Racial disparity also stands out in the data as most of the students without access to math and science were of color. According to the study, 25 percent of the schools with the highest Black and Latino populations did not offer Algebra II — a third did not offer chemistry.
There may be numerous reasons why upper-level math courses aren't consistently offered in schools, including a lack of resources, shortage of staff and insufficient student demand, causing students to "miss out on important learning opportunities," according to the Foundation for Excellence in Educations' report on the study.
But some critics said that the lower amounts of upper-level math courses offered is not such a bad thing.

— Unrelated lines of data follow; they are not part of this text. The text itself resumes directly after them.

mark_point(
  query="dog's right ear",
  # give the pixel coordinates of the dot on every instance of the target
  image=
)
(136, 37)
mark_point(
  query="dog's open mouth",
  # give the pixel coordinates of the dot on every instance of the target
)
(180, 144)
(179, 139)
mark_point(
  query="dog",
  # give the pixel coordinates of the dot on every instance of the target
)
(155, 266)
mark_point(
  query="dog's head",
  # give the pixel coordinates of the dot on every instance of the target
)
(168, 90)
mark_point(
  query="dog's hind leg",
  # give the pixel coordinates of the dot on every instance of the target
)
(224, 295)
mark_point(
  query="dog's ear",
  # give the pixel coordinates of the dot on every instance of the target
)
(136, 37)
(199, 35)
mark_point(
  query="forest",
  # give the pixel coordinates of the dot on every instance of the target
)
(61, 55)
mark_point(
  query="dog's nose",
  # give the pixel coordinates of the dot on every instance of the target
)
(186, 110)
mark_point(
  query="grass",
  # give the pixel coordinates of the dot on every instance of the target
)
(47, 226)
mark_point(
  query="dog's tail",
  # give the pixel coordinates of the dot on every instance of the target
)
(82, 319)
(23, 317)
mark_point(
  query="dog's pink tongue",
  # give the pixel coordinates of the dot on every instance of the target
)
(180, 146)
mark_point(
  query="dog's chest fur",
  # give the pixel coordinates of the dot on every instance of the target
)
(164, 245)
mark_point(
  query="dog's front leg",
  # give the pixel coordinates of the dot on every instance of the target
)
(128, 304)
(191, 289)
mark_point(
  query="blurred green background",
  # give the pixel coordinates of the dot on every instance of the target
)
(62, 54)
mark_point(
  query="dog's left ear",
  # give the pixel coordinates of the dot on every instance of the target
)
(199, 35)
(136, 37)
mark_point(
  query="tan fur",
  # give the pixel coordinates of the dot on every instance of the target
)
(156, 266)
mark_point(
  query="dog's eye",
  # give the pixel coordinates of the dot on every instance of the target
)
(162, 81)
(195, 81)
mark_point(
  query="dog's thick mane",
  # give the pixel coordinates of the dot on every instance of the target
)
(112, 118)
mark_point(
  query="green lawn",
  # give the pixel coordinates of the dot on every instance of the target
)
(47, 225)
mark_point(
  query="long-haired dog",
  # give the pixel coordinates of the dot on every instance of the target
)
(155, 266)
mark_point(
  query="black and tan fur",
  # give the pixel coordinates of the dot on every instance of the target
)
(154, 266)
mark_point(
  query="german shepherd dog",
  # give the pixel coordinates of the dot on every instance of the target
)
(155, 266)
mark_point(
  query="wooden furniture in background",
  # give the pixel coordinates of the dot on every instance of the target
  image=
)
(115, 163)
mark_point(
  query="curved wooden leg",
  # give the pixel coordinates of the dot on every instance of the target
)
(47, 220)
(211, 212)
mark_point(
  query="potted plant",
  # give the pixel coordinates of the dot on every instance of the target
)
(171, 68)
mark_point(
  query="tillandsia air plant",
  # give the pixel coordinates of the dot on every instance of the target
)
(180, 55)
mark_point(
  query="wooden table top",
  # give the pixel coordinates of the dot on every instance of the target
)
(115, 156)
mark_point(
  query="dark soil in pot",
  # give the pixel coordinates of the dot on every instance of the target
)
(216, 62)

According to the Deseret News, "Some critics say the math skills now demanded of many high school students are simply harder than they need to be, even for the majority of college-bound students. But the result is many students struggle with complex math that, critics argue, they will not need for most college majors or even high-level careers."
In a column for Forbes, Steven Salzberg of Johns Hopkins University recommended getting rid of calculus classes in high school to clear the way for computer programming and statistics courses that teach more logical reasoning.
But the U.S. News says high-level math remains relevant for students entering college and the job market, while the Foundation for Excellence in Education says the answer is finding the balance between student demand and needs and the right amount of courses offered.
"Colleges view chemistry and Algebra II as vital indicators of students’ ability and aptitude. And these two courses are essential to preparing more students for a future in the STEM fields (science, technology, engineering and math) that offer high-paying jobs and add to our nation’s economic potential," according to U.S. News.
The foundation says it own Course Access program is a solution to finding that balance between student needs and demands. Course Access allows families to select courses for their students from a online catalog. Course Access is meant to "maximize the use of resources, better serve students and ensure districts are evolving with the needs of the 21st century student," according to the foundation.